Native Alpine Plant Communities and Bighorn Sheep
La Sals Vegetation Impact Assessments, 2014-2015
Wild Utah Project partnered with the U.S. Forest Service to ground-truth rare plant distribution models in the high alpine plant communities of the La Sal Mountains, while surveying for non-native mountain goat impacts within the Mount Peale Research Natural Area with a devoted citizen scientist team. We collected baseline data on special-status plant occurrences and recorded human and mountain goat impacts , as we helped USFS collect necessary data for making informed management decisions for rare alpine plant communities.

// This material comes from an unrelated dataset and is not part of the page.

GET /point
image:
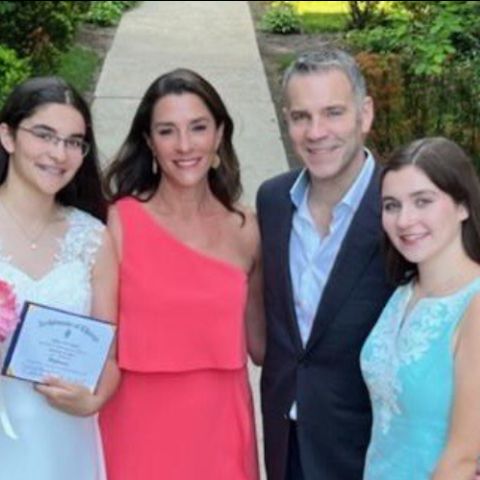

studying interaction with domestic and native sheep, uintas
We are currently working on a GIS-based forage capacity model that can predict and model how much herbaceous (biomass of grasses and forbs) vegetation is available in the High Uintas Wilderness for herbivores. This is a pressing question, since currently over 30,000 domestic sheep graze the Wilderness, and the forage capacity analysis has not been conducted since 1960's for the area. Domestic sheep pose a real threat to the native bighorns, through disease transmission. Trained citizen scientists collected vegetation data for representative forage capacity samples in allotments throughout the Wilderness Areas in 2016.
literature review on impacts of non-native mountain goats
Many may be surprised to hear that the majestic mountain goat is not native to Utah. It is native to parts of the Northern Rockies, including into Canada. We completed a comprehensive literature review detailing the many impacts of non-native mountain goats on rare plants, fragile high elevation soils, and alpine ecosystems in places where they are not native, such as the Olympic Peninsula, and mountain ranges of Utah. The literature review concludes that if mountain goats are not native to an area but bighorn sheep historically occurred, bighorn sheep are a more suitable choice for introduction.